Myth: The Visa-Mastercard Duopoly Is Good for Consumers

Fact: The Duopoly’s High Swipe Fees Inflate Costs for Consumers

  • Merchants inflate the prices of goods and services to pay the dominant credit card networks’ extractive fees. Only a small slice of the billions of dollars of swipe fees is used to subsidize rewards programs, promotions, and riskier credit underwriting for credit card users.
  • The average family spends $1,000 a year on swipe fees.
  • These fees impose the greatest hardship on the most vulnerable consumers — the millions of American consumers without credit cards or banking relationships.
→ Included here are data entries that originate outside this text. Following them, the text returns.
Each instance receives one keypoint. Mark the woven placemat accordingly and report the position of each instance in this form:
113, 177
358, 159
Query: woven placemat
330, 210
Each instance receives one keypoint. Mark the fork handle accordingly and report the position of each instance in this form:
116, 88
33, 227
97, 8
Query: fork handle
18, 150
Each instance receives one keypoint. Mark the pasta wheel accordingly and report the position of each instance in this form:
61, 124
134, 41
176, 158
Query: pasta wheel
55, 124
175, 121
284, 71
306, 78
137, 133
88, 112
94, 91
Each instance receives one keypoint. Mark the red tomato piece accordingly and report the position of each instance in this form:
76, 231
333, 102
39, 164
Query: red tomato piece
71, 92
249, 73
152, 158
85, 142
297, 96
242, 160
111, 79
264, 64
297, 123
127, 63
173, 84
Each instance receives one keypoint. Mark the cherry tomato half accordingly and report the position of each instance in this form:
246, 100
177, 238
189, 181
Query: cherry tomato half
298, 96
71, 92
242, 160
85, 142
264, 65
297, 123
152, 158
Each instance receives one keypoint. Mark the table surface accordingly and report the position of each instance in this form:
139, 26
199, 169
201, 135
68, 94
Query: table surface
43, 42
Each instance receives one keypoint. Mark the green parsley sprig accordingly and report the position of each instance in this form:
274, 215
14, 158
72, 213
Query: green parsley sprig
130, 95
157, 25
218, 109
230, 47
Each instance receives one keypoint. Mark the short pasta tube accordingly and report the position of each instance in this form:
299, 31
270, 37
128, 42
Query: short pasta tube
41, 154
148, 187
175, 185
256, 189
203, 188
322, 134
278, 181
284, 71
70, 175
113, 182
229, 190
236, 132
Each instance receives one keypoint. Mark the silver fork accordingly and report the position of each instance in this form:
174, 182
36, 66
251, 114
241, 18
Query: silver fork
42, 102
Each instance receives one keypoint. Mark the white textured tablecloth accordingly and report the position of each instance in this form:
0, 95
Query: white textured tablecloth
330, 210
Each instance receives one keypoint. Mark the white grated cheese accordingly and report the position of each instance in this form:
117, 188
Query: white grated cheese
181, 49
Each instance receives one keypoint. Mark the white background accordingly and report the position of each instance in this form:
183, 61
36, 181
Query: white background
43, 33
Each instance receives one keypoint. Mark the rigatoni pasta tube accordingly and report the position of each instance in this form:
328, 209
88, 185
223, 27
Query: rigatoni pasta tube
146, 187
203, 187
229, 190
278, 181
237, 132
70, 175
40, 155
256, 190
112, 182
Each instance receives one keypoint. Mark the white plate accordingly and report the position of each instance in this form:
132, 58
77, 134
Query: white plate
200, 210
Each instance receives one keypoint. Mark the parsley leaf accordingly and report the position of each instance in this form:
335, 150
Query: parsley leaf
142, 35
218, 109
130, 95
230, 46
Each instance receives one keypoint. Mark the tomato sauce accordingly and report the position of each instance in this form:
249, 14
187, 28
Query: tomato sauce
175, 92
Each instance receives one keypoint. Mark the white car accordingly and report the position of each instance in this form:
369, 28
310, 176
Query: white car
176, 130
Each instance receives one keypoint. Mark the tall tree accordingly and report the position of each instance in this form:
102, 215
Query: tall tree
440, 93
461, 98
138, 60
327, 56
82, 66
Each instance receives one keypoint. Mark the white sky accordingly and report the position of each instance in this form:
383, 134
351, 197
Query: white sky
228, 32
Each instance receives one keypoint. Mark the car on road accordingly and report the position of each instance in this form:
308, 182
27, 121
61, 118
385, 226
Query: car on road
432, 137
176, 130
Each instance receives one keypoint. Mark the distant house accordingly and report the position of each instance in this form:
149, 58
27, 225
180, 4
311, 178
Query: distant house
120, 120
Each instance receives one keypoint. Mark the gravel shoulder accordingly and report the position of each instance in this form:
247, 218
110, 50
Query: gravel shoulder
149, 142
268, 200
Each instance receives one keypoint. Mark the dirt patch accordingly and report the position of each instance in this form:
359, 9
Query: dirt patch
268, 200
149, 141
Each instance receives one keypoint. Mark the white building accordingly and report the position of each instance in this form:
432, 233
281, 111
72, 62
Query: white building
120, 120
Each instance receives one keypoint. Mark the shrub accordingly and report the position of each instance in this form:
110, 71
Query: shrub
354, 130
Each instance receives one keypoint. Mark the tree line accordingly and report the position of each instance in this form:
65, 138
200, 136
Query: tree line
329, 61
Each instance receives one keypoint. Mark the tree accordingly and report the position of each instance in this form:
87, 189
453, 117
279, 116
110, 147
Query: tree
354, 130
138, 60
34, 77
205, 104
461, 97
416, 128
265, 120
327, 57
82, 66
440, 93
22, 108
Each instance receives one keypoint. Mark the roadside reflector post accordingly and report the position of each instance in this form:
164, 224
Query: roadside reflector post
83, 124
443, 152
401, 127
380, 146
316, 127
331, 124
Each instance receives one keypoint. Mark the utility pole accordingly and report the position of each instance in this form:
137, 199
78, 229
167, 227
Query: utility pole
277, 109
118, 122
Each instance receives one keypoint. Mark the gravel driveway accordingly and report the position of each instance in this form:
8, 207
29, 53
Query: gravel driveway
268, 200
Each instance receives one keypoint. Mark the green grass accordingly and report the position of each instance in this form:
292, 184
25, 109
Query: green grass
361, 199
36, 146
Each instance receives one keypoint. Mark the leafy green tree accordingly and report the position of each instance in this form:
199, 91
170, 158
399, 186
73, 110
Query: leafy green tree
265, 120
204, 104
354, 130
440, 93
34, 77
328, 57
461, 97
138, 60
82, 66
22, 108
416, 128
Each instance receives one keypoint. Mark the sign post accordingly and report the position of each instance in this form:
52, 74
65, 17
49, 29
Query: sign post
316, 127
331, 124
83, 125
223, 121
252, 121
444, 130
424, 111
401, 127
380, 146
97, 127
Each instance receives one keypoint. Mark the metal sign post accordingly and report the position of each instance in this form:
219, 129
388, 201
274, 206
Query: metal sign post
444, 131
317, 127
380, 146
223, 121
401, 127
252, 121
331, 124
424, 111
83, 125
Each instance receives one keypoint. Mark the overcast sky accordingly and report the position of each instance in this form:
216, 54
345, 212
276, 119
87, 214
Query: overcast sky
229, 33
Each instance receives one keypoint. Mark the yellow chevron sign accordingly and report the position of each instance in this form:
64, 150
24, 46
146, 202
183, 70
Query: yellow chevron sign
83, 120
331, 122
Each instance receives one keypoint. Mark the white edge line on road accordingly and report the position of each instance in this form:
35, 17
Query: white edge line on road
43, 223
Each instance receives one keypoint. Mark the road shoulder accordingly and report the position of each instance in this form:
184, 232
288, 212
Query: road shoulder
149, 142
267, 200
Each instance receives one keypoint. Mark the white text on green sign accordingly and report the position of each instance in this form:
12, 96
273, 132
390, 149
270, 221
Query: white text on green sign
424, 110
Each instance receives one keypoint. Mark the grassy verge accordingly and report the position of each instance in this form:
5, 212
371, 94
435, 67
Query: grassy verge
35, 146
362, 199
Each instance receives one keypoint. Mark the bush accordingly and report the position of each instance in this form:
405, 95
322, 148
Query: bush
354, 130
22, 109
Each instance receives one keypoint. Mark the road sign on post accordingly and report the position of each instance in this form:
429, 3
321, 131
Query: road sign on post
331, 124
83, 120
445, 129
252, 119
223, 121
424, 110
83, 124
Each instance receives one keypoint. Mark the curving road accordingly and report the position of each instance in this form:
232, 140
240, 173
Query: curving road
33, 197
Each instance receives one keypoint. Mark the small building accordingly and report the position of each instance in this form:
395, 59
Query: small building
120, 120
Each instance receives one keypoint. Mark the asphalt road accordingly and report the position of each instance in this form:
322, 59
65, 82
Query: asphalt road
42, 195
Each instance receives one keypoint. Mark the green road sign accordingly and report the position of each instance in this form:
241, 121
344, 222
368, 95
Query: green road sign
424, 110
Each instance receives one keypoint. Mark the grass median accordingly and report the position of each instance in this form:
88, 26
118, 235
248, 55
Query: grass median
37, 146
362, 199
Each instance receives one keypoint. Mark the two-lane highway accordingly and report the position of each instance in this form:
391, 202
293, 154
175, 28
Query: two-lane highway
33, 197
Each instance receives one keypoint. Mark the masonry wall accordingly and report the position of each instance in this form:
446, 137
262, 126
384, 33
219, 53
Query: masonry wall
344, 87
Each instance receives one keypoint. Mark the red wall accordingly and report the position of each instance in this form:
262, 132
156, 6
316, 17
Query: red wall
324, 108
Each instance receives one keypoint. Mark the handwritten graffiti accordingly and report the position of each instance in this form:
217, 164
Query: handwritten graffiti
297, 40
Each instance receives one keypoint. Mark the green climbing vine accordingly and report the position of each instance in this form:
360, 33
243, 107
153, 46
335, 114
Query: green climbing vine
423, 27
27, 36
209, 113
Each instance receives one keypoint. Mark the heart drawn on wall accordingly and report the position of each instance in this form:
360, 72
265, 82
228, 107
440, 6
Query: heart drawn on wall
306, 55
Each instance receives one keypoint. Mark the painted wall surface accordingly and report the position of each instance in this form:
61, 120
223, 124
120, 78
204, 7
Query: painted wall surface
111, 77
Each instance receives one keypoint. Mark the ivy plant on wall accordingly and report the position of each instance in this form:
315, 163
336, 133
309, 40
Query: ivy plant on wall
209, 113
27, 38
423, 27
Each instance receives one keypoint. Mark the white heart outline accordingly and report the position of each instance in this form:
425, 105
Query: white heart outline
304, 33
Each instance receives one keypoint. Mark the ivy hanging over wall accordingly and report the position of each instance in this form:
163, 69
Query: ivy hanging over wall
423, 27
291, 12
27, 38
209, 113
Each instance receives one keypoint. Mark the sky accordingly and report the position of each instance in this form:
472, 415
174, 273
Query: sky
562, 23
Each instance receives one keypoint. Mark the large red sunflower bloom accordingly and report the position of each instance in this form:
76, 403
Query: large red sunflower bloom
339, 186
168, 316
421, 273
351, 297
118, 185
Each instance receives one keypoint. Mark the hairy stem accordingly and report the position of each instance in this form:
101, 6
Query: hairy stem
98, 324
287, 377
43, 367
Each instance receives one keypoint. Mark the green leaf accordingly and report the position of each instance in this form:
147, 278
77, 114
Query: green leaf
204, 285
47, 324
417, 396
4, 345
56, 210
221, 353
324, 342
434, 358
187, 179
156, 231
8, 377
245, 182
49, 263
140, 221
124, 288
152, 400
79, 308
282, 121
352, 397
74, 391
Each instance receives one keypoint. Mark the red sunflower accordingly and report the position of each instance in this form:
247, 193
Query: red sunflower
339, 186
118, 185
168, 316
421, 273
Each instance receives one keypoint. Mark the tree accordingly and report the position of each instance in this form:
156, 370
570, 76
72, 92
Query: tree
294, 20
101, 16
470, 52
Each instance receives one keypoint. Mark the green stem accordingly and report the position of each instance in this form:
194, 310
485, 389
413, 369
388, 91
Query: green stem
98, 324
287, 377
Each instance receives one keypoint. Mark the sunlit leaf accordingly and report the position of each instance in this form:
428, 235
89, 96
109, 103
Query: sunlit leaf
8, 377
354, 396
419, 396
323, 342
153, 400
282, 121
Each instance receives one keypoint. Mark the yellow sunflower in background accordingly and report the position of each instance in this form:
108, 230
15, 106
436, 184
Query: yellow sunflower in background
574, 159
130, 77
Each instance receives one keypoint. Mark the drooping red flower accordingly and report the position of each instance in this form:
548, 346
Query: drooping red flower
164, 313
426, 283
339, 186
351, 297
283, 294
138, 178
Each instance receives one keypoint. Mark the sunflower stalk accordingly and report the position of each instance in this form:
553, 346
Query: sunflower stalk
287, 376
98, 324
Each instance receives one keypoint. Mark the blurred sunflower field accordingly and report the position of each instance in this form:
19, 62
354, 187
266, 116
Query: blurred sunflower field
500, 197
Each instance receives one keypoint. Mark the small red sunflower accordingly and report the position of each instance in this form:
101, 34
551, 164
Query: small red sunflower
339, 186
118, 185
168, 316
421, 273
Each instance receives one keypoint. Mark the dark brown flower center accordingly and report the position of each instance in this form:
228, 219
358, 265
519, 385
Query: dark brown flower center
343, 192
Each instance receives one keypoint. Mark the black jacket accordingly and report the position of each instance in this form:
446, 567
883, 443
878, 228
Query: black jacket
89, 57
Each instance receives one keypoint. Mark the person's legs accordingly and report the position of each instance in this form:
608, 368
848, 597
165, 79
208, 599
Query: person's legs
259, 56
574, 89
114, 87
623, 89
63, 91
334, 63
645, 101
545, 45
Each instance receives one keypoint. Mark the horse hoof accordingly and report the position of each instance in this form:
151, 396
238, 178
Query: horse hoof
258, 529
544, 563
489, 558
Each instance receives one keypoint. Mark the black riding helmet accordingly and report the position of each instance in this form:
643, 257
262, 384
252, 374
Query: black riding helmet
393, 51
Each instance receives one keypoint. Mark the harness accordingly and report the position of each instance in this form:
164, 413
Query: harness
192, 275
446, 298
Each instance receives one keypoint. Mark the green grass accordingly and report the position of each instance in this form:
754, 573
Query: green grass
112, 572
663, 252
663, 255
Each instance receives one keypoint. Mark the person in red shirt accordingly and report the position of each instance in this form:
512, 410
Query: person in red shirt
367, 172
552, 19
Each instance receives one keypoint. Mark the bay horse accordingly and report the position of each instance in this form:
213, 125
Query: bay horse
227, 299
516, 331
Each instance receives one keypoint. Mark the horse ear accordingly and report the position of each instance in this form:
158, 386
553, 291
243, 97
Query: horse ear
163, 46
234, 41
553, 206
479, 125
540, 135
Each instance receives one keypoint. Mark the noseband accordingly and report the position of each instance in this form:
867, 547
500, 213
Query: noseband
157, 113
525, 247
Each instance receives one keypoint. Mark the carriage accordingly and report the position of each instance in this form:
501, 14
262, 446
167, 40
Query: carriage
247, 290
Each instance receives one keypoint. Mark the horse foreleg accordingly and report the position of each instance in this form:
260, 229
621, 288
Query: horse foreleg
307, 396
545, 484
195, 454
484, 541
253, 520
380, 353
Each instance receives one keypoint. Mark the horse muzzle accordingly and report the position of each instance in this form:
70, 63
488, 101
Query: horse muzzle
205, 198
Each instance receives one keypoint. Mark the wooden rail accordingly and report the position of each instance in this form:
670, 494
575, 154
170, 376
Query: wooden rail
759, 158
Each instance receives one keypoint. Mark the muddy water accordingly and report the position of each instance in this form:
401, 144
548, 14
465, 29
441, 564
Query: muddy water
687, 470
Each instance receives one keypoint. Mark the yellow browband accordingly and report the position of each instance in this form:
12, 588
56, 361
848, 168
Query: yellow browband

Cash customers subsidize card usage by paying inflated prices for many goods and services.

 

Myth: The CCCA Will Eliminate Credit Card Rewards Programs

Fact: Credit Card Rewards Will Continue, Even Though They Aren’t Good for Most People or the Economy

  • A study on the effects of the CCCA on credit card rewards programs determined the bill would reduce reward programs by less than one-tenth of a percent.
  • Visa and Mastercard operate in Europe, where swipe fees are capped at 0.30% — a tenth of what they often are in the U.S. — and still offer credit card rewards programs there, further undermining claims that lowering swipe fees here will decimate rewards programs.
  • Visa and Mastercard argue that the CCCA would reduce credit card rewards that consumers have grown accustomed to. However, credit card rewards programs are not as beneficial as they would like you to think.
  • While some affluent consumers do benefit from credit card perks and rewards, these programs are largely a form of wealth redistribution from poorer to richer households, with lower-income consumers ultimately footing the bill.
  • For all consumers, credit card rewards only recoup a small percentage of the swipe fees they pay on every transaction. Even if credit card rewards were phased out, consumers would save more by paying less in swipe fees than by continuing to pay inflated prices and earn back a fraction of their swipe fees in perks, cash back, and other rewards.

 

Myth: More Competition in Credit Card Networks Will Raise Prices and Decrease Security

Fact: The CCCA Has Been Projected to Save Americans Billions and Increase Credit Card Security

  • With merchants able to choose between multiple payment networks to process credit card transactions, the CCCA is expected to save. businesses at least $15 billion per year.
  • By opening the door to competition from independent card networks, which the Federal Reserve says have one-fifth of the fraud of Visa’s and Mastercard’s networks, the CCCA would allow merchants to freely choose networks that can out-compete Visa and Mastercard both on price and network security, ultimately making credit cards safer.
  • The bill exempts credit card-issuing banks with less than $100 billion in assets from having to provide multiple payment networks on their credit cards, giving smaller financial institutions a break. That means every single credit union in the country but one (Navy Federal Credit Union) is exempt from the bill.